Così si è espresso il vescovo di Verona: «(…) Oggi, però, proprio l’identità missionaria della Chiesa la sospinge anche dentro la mischia culturale per esservi ancora una volta luce di verità e sale anticorruzione. Ed è chiamata a buttarsi nella mischia, nelle periferie esistenziali, nel vortice del non senso, proprio mentre è in atto uno tsunami culturale devastante: la cultura del gender. Una vera epidemia che sta invadendo l’intero mondo occidentale. Purtroppo la nostra gente ne sa ancora troppo poco o vi attribuisce il peso che si dà ad un raffreddore. In realtà si tratta di una cultura che altera geneticamente il Dna dell’antropologia, e sta imponendosi con la violenza di una dittatura anonima kafkiana. La sua matrice è l’idolatria del soggettivismo individualista, asociale, intollerante di ogni voce dissenziente. Se si radica ulteriormente a livello legislativo, benché nessuna legislazione sia autorizzata ad imporla come cultura, potrebbe profilarsi una ondata di persecuzioni antidemocratiche, contro chi si permette di dissentire. Non è infatti questione di rispetto o meno per chi ha fatto scelte diverse da parametri valoriali che appartengono alla grande tradizione dell’umanesimo. Il rispetto è assicurato a tutti. Il nodo della questione invece sta nell’antiumanesimo insito nella cultura del gender, del tutto estranea alla concezione identitaria ed etica dell’uomo di sempre, oltre, si sa, che alla visione biblica. Il suo contenuto è male agli occhi di Dio! Ed è male agli occhi di Dio esattamente perché è male per l’uomo, creato a sua immagine e somiglianza; creato “maschio e femmina”.
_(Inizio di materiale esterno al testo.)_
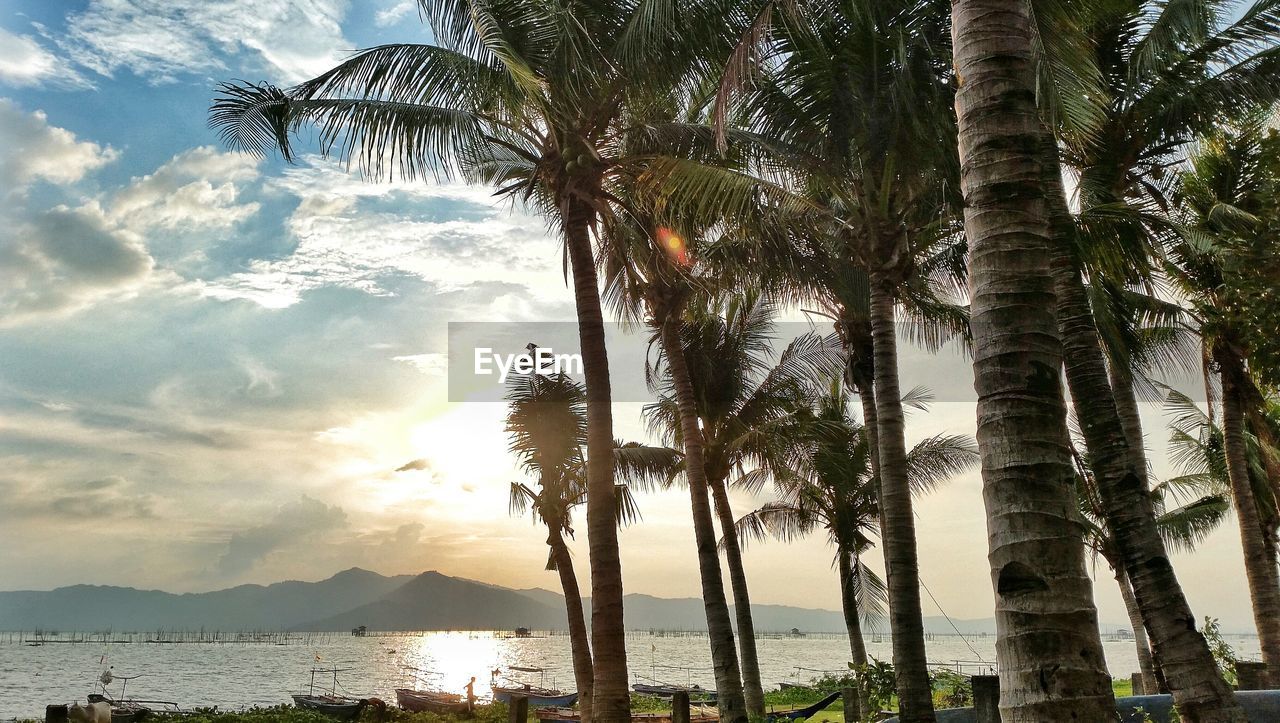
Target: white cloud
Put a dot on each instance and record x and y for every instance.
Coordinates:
(64, 259)
(23, 62)
(356, 234)
(33, 150)
(388, 17)
(197, 188)
(163, 39)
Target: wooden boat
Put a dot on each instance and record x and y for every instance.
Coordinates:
(538, 698)
(696, 694)
(122, 710)
(807, 712)
(333, 705)
(696, 714)
(430, 701)
(329, 703)
(539, 695)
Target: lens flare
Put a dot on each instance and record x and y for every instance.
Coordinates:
(673, 245)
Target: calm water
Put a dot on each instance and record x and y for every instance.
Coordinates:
(234, 676)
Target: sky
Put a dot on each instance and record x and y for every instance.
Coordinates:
(218, 369)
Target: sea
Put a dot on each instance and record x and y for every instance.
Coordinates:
(238, 671)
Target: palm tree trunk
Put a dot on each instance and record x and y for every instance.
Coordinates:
(849, 604)
(1198, 687)
(1260, 564)
(1146, 663)
(906, 622)
(752, 687)
(1048, 648)
(612, 699)
(1127, 405)
(848, 561)
(728, 681)
(577, 636)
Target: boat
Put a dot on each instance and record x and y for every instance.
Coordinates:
(539, 695)
(430, 701)
(807, 712)
(328, 703)
(538, 698)
(570, 715)
(696, 694)
(332, 705)
(122, 710)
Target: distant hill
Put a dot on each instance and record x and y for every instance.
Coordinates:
(243, 608)
(361, 598)
(438, 602)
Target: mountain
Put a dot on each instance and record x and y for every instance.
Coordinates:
(361, 598)
(645, 612)
(242, 608)
(438, 602)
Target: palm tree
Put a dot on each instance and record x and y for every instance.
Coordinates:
(833, 488)
(1048, 648)
(853, 100)
(1226, 196)
(535, 99)
(1153, 59)
(1183, 527)
(547, 422)
(736, 403)
(652, 271)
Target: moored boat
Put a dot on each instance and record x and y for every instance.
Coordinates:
(539, 695)
(570, 715)
(332, 705)
(696, 694)
(430, 701)
(538, 698)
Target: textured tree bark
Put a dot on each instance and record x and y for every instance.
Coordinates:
(612, 698)
(579, 645)
(849, 604)
(1048, 648)
(848, 559)
(1198, 687)
(1146, 662)
(728, 678)
(1260, 563)
(1127, 405)
(752, 687)
(897, 531)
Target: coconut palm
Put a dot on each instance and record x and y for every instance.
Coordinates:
(535, 99)
(854, 101)
(833, 488)
(1226, 195)
(736, 399)
(1153, 60)
(547, 424)
(1048, 648)
(652, 271)
(1202, 508)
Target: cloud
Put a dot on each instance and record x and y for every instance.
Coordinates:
(23, 63)
(160, 40)
(292, 522)
(415, 466)
(433, 364)
(361, 236)
(65, 259)
(396, 13)
(33, 150)
(77, 503)
(196, 190)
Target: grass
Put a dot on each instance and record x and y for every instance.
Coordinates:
(497, 713)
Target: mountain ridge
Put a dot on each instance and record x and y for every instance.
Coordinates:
(356, 596)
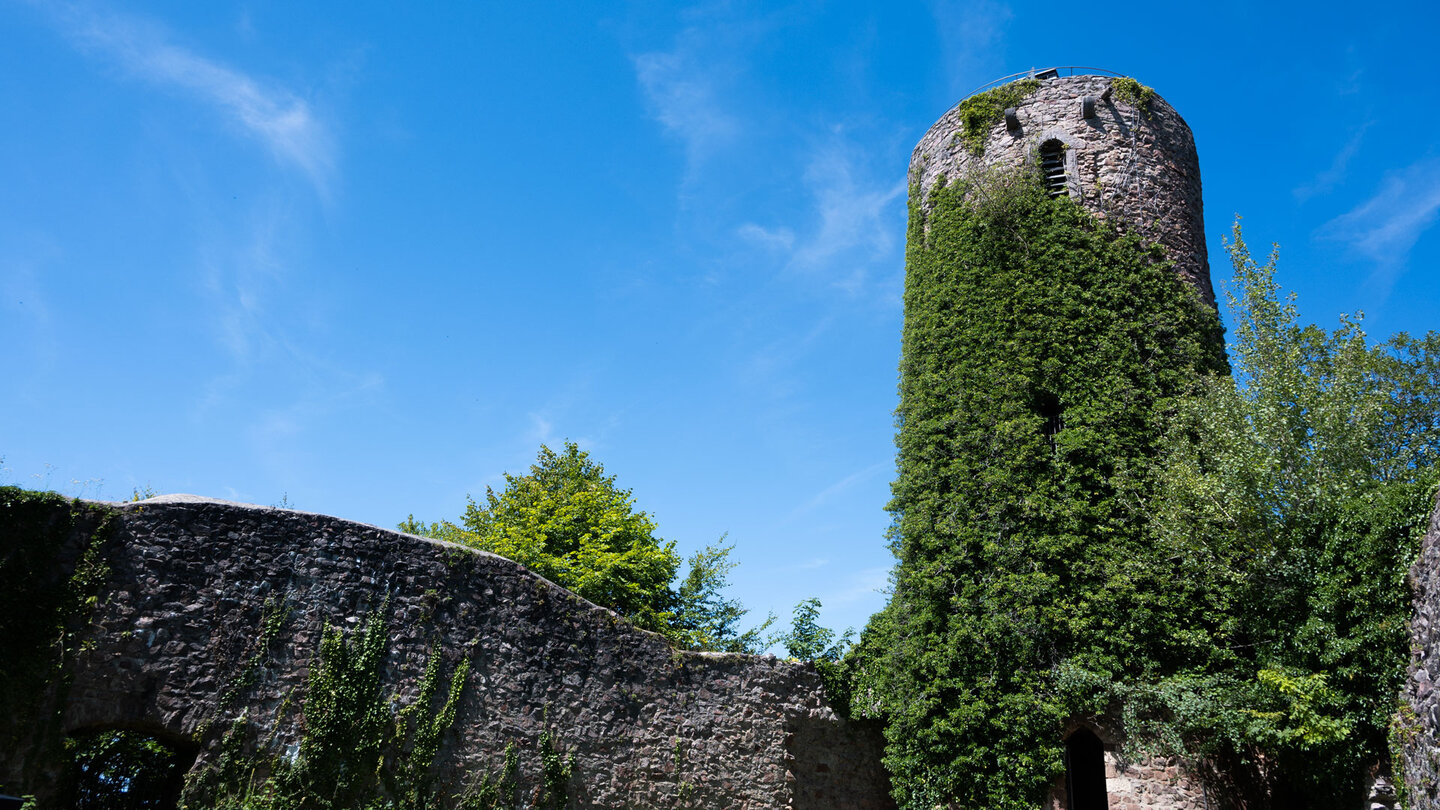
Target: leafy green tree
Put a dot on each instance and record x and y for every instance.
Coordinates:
(808, 640)
(1295, 493)
(704, 619)
(569, 522)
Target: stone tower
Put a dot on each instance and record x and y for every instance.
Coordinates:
(1038, 361)
(1108, 141)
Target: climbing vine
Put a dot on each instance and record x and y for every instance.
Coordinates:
(984, 110)
(354, 750)
(43, 607)
(1041, 353)
(1134, 92)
«Attraverso la sua opera di evangelizzazione, per amore dell’uomo, la Chiesa si impegna a immettere nella società quegli anticorpi e quelle riserve di staminali che attinge al patrimonio valoriale ad essa affidato da Gesù stesso, affinché l’uomo rimanga il doc che è uscito dalla mente e dalle mani creatrici di Dio. Ne va del futuro della civiltà.

«Se dunque la Pentecoste sospinge la Chiesa, fedeli, laici e pastori, fuori dal cenacolo, per incontrare la realtà umana estremamente bisognosa di salvezza, è una festa davvero di tutti i popoli, che riconoscono nel rispetto e nella valorizzazione dell’identità, anche biologica creaturale, il fondamento della propria dignità».

Parole degne del successore di San Zeno, quello che nella seconda metà del 300 d.C. «reduxit praedicando Veronam ad baptismum».

I tempi cupi che stiamo attraversando, lucidamente descritti dal vescovo di Verona, impongono l’esigenza di autentici pastori che non appaiano pavidi di fronte ai lupi – per usare la profetica metafora di Benedetto XVI – e che sappiano difendere la Verità ed il gregge che è loro affidato «usque ad effusionem sanguinis». Oggi più che mai si ha bisogno di vescovi capaci di esprimere parole chiare al proprio popolo.